Wie fühlen sich
ISG-Schmerzen an?
ISG-Schmerzen gehören zu den häufigsten und oft auch zu den frühesten Beschwerden bei Morbus Bechterew. Viele Betroffene empfinden die Schmerzen nicht direkt im Rücken, sondern tief im Gesäß oder im Bereich des Beckens. Häufig lassen sie sich nur schwer genau lokalisieren.
7 Min. Lesezeit | medizinisch geprüft
Die Beschwerden können einseitig beginnen, später die Seite wechseln und werden deshalb nicht selten zunächst mit Muskelverspannungen, Ischiasbeschwerden oder Problemen der Hüfte verwechselt.
Wer zum ersten Mal von den Iliosakralgelenken hört, fragt sich häufig: Wo sitzen diese Schmerzen eigentlich?

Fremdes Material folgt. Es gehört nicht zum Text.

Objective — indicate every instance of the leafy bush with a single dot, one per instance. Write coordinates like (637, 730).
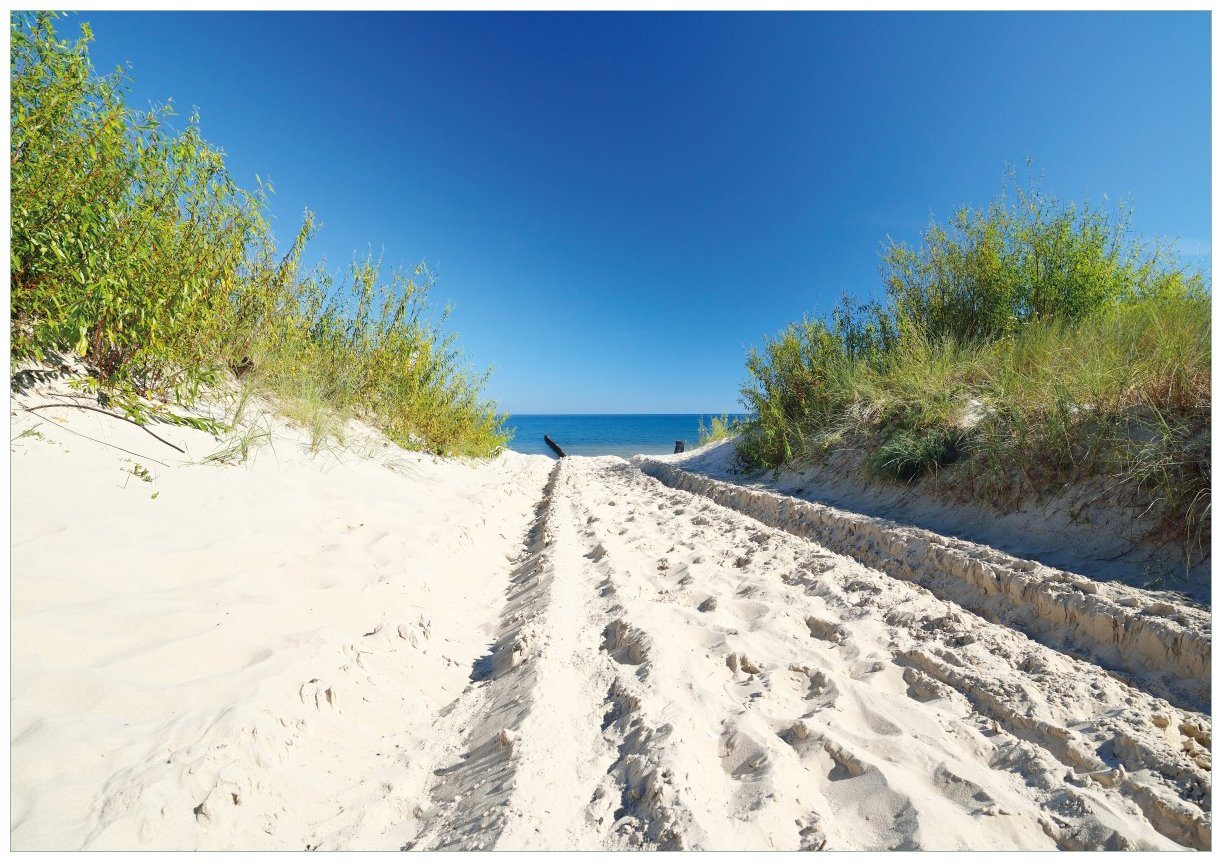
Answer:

Viele Betroffene können diese Frage zunächst gar nicht eindeutig beantworten. Denn ISG-Schmerzen fühlen sich oft anders an als typische Rückenschmerzen. Sie sitzen tief. Sie sind schwer zu beschreiben.
Und viele Menschen haben das Gefühl, dass die Beschwerden eher „im Inneren“ liegen. Genau deshalb dauert es häufig eine Weile, bis die Ursache der Beschwerden richtig eingeordnet wird.
Wichtig zu wissen
ISG-Schmerzen gehören zu den häufigsten und oft auch zu den frühesten Beschwerden bei Morbus Bechterew.
Wo sitzt das ISG überhaupt?
Die Iliosakralgelenke – kurz ISG – verbinden das Kreuzbein mit dem Becken. Jeder Mensch besitzt zwei dieser Gelenke. Eines auf der linken und eines auf der rechten Seite.
Obwohl sich das ISG nur minimal bewegt, erfüllt es eine wichtige Aufgabe. Es überträgt die Kräfte zwischen Wirbelsäule und Beinen und sorgt für Stabilität. Gerade deshalb können bereits kleine Reizungen oder Entzündungen in diesem Bereich sehr unangenehme Beschwerden verursachen.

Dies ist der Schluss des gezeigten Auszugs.